私がこの記事でお伝えしたいメッセージは2つあります。1つ目は「探究的であるというのは『手段』ではなく『生き方』である」ということ。2つ目は「今の日本の教育には探究的な生き方を支えるための『学びの世界を広げるデザイン』が大切」ということです。本記事では探究学習を5年間続けた小学生がどのようなことを学んだのかをお伝えしたあと、探究的な学びが学習者にもたらす変化を、大きく3つに分けてご紹介します。
自ら学びを広げ、深めていった小学生の探究活動
最初に小学5年生の男子児童が作成した探究発表会の資料をご覧ください。
彼が好きだった新海誠の「天気の子」という映画と、手塚治虫の「ミノタウロスの皿」と「火の鳥」という漫画を題材に探究しました。この資料は「作品にはメッセージが込められており、そのメッセージは社会や世界からの影響がある」ということを発表したときの資料です。
これは国語や社会の授業で扱ったものでもありませんし、授業で全員が触れた題材でもありません。彼が自分の好きなものから気づきを得て、考えたことをポスター発表の形式にまとめたものです。
また、別の女子児童が作成した発表資料もご覧ください。
彼女は国語の授業で好きになった短歌や和歌をきっかけとして、平安時代に興味を持ちました。そして、そのころの人々の暮らしに興味を持ち、知りたい情報がすぐ出てくる現代社会に生きる私たちとは違う想像力を発揮していたことを知りました。

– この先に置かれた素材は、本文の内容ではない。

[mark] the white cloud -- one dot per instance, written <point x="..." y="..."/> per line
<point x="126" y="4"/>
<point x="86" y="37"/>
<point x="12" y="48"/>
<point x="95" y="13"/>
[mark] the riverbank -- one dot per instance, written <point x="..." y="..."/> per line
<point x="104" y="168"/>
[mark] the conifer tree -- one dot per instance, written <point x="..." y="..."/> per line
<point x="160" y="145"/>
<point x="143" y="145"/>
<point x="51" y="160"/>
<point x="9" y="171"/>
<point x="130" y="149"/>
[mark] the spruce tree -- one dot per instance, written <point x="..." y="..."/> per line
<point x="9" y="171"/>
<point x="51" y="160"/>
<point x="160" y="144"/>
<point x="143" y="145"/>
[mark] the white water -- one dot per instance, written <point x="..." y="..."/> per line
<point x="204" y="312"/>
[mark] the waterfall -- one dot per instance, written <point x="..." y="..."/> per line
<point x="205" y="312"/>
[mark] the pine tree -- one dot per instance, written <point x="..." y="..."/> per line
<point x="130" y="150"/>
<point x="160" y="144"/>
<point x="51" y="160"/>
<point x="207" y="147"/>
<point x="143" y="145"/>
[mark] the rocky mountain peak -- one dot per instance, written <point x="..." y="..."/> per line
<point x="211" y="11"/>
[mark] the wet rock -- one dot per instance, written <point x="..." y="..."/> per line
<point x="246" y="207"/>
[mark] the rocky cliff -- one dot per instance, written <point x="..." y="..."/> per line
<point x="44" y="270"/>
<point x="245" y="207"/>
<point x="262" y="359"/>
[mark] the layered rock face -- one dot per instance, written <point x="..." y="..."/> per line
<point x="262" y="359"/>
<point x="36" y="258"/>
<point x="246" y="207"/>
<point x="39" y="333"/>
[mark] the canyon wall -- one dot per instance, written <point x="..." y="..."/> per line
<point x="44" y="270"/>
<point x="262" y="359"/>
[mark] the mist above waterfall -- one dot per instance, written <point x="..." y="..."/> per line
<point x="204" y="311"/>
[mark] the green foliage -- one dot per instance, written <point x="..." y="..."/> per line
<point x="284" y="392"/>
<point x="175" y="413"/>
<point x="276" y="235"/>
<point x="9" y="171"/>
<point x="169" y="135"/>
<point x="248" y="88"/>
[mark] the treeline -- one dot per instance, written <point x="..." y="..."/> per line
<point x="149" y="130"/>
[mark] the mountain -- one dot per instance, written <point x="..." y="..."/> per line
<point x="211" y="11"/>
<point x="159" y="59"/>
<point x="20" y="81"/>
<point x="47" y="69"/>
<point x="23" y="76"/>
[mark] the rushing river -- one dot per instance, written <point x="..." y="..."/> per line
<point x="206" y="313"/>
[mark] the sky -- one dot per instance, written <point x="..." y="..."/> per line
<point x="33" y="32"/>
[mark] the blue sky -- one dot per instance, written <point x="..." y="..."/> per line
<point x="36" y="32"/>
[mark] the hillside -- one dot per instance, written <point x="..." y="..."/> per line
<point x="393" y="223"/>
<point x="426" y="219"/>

次にその「想像力」というテーマにさらに興味を持ち、「そうぞうする」ということは「何かをクリエイト(創造)すること」と「イメージ(想像)すること」の2つがあることを知りました。しかし、彼女は日ごろの生活の中から人の心を思う推し量る心も大切な「そうぞう力」なのではないかと考え、最終的には人の心を想う「そうぞう力」にあたる字を自ら考え発表しました。また、その「そうぞう力」への理解を深める過程でさまざまな人へのインタビューやアンケートリサーチなども行っていました。
2人の児童は私がほとんどサポートすることなく発表会を迎えました。自分の興味を見つめ、自ら学んでいったからです。小学5年生として、2人は確かに優秀だったと言い切れます。しかし、今回紹介した児童だけでなく、教科の枠にとどまらず自分の好きなものや興味のあるものをきっかけに学びを広げ、深めていった児童は私の担当した学年に多くいました。
この資料を見られた方から「どうしてこのような高度なことが小学生にできるのか」といった感想をいただくことも度々ありました。しかし、ここでの本質は「高度な学習をやろうとした」ことではなく「自分の興味を突き詰めた結果、高度な気づきを得た」ということです。そして、それを実現できたのは高度なことを教えたからではなく、探究活動を通じて、日常的に「学びの世界を広げていた」からと断言できます。